Monday, May 16, 2011

Coordinated Israel Border Breeches on "Nakba" Day suggest Iranian hand

Syrians stream over the border fence challenging Israel's sovereignty

Syrian Border Violence -Anthony Shadid

For 37 years the border between Israel and Syria, still technically at war, has proven as quiet as any of the Arab-Israeli frontiers silenced by peace agreements. [T]he Syrian government, which controls access to the border, allowed crowds to venture to a place it had all but declared off limits until now.  [F]or the first time in his 11-year reign, Mr. Assad demonstrated to Israel, the region and world that in an uprising that has posed the greatest threat to his family’s four decades of rule, he could provoke war to stay in power.
[New York Times]

[T]he IDF dealt with four simultaneous fronts - Syria, Lebanon, Gaza, and the West Bank.  While all expectations were for violence in the West Bank, it turned out to be the quietest of the four.
(Jerusalem Post)

Arab Protesters Descend on Israeli Borders

Thousands of Arab protesters marched on Israel's borders with Syria, Lebanon and Gaza on Sunday in an unprecedented wave of demonstrations, in an annual Palestinian mourning ritual marking the anniversary of Israel's birth.

At the Syrian frontier, thousands of people approached the border, throwing rocks and bottles at Israeli forces. When hundreds of people burst across the border fence into the Israeli-controlled town of Majdal Shams, surprised soldiers opened fire. Syrian forces did not intervene.

At the Lebanese border near Maroun al-Ras, Israeli troops clashed with a large crowd of Lebanese demonstrators who approached the border.

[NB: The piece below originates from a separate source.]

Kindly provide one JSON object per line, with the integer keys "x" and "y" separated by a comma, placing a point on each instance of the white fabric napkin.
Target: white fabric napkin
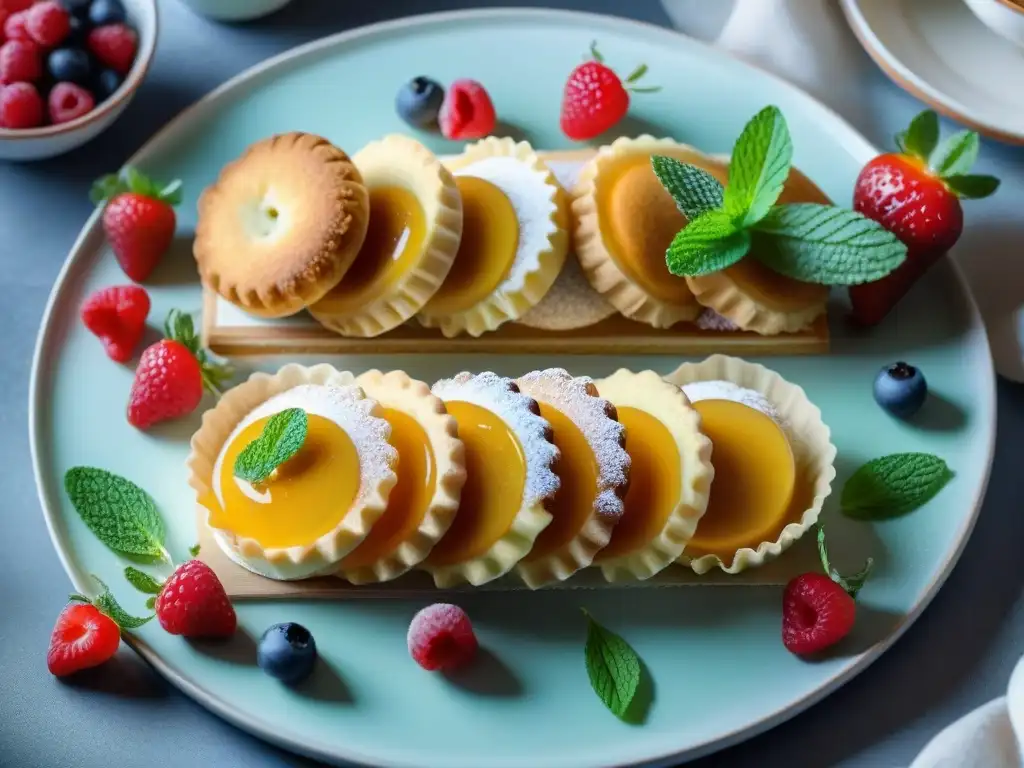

In Gaza, demonstrators were wounded as they tried to approach a heavily fortified border crossing into Israel.

Inside Israel, an Arab truck driver in Tel Aviv plowed through a crowded street, killing one Israeli and injuring 16 others.
(AP-Fox News)

Israel Sees "Fingerprints of Iran" on Border Riots

IDF Spokesman Brig. Gen. Yoav Mordechai said, "I see fingerprints of Iranian provocation and an attempt to use Nakba day to create conflict."